All educators share a common desire to support the social and emotional development of their students, yet the approaches taken by afterschool and in-school educators when pursuing this goal differ. The American Institute for Research (AIR) has created several briefs addressing how all educators could help students succeed in school, work and life. AIR's most recent brief on this topic suggests ways that afterschool and in-school educators could work together to support the social and emotional development of their student body.

The third brief in AIR's series Beyond the Bell: Research to Action in the Afterschool and Expanded Learning Field was recently published.
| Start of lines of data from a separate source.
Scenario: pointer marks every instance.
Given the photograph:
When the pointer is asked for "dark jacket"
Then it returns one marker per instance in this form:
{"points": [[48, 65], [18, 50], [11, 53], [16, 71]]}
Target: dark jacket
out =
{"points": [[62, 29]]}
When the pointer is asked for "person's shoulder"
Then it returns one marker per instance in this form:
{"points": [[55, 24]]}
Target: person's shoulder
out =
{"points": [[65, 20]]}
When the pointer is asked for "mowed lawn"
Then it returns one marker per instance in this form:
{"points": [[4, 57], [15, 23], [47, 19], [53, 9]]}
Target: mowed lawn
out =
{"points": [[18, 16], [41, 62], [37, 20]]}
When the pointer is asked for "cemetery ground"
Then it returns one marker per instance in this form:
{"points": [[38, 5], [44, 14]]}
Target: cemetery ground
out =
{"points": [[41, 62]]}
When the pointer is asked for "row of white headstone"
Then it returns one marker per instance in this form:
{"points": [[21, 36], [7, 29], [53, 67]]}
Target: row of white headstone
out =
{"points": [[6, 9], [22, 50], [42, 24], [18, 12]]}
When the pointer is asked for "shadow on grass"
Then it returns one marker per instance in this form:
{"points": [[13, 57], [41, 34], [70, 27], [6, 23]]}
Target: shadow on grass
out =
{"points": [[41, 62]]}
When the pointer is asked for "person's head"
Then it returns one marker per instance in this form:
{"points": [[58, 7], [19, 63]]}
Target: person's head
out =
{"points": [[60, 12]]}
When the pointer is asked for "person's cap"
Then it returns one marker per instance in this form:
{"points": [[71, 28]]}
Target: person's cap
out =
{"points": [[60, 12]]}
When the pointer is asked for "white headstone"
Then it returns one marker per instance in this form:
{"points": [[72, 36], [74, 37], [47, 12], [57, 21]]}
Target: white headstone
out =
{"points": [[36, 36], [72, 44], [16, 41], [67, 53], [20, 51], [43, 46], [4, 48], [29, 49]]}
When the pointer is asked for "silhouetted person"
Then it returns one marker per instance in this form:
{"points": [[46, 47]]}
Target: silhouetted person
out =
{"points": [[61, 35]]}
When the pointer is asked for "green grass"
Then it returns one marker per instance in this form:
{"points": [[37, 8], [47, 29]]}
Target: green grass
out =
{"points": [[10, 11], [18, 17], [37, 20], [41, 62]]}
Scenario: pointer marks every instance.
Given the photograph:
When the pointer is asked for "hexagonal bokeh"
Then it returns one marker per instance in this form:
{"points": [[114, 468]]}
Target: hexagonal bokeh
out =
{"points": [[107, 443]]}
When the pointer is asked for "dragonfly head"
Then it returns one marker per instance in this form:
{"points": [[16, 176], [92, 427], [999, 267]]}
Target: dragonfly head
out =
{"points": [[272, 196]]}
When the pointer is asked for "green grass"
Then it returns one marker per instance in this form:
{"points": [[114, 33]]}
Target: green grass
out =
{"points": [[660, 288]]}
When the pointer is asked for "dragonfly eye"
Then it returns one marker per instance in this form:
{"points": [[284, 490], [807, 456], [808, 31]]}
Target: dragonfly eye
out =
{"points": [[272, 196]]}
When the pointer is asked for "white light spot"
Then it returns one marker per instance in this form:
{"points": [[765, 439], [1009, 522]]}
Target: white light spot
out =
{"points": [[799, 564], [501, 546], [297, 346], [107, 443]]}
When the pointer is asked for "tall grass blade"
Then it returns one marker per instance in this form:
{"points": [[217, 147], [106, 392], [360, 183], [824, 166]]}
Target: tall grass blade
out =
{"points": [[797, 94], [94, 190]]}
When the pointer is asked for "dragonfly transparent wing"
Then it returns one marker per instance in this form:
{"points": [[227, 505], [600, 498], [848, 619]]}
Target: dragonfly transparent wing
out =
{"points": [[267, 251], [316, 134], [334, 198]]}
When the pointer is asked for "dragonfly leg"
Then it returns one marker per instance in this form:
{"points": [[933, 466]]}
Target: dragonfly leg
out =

Linking Schools and Afterschool Through Social and Emotional Learning addresses the policy context reflecting a growing interest in SEL, reviews the differences between how afterschool and in-school educators implement SEL practices, and suggests ways that these two groups can work together in support of their students' social and emotional development.

Implementing SEL in School and Afterschool Settings

Both in-school and afterschool educators utilize a variety of approaches with regard to SEL. In-school educators often use specific evidence-based SEL programs to teach their students. Conversely, afterschool programs are not as likely to use an evidence-based SEL curriculum. One exploratory study found that afterschool providers create a climate of support, rather than using a set curriculum to teach emotional and social life skills.

While it is easy to determine the different approaches used by these two groups, the advantage of one approach over the other is less evident. AIR's researchers concluded that students are best served when afterschool educators align their strategic support strategies with SEL school-based curriculum.

Working Together to Promote SEL

To support SEL implementation, AIR researchers recommend afterschool programs take these steps:

1. Consider the Policy Context
Afterschool educators are encouraged to support the Elementary and Secondary Education Act (ESSA) by helping schools run activities that fall within the ESSA category of "well-rounded" educational activities or activities that support "safe and healthy students."

2. Create Conditions for SEL
By learning how program quality and school climate contribute to SEL, partnering with local schools and providing support for professional development in SEL practices, afterschool educators can help create an optimum SEL environment.

3. Define Your Approaches and Practices
When afterschool educators understand different SEL approaches, know how to support SEL and could suggest ways to best work with their in-school partners, SEL programs are more effective.

A Planning Tool

To help afterschool and in-school educators pursue their common SEL goals, AIR has created a three-part planning tool. Part I applies to afterschool program coordinators. Part II applies to school principals or other relevant school personnel. Part III initiates a discussion between these two sets of educators. Click here to access this valuable tool.

By aligning their efforts, in-school and afterschool educators could best serve the needs of their collective student body.